Schmidt split the 2009 campaign between Visalia and the Triple-A Reno Aces, slashing a combined .309/.362/.447 with nine home runs and 54 RBI across 111 total appearances. He began the 2010 season with the Double-A Mobile BayBears, batting .315/.373/.490 with 11 home runs, 65 RBI, and seven stolen bases across 107 appearances.

On September 13, 2010, Schmidt was selected to the 40-man roster and promoted to the major leagues for the first time. He made four appearances for the Diamondbacks during his rookie campaign, going 1-for-8 (.125) with one walk.
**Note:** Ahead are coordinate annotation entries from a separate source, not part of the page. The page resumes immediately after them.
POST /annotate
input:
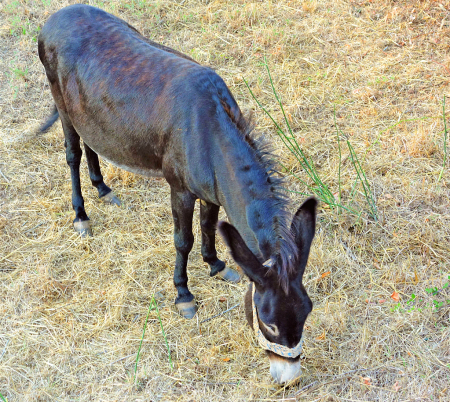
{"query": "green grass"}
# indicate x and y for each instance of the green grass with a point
(319, 188)
(153, 306)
Schmidt spent the entirety of the 2011 season with Triple-A Reno, playing in 92 games and batting .280/.330/.445 with nine home runs and 45 RBI. He made four appearances for the Diamondbacks in 2012, going 0-for-7 with two RBI and one walk.

===Cincinnati Reds===
On November 1, 2012, Schmidt was claimed off waivers by the Texas Rangers. On December 14, he was removed from the 40-man roster and sent outright to the Triple-A Round Rock Express. Schmidt was released by the Rangers prior to the start of the season on March 23, 2013.

Schmidt signed a minor league contract with Cincinnati Reds on March 27, 2013. He made 28 appearances for the Triple-A Louisville Bats, hitting .187/.219/.231 with one home run and five RBI. Schmidt was released by the Reds organization on June 13.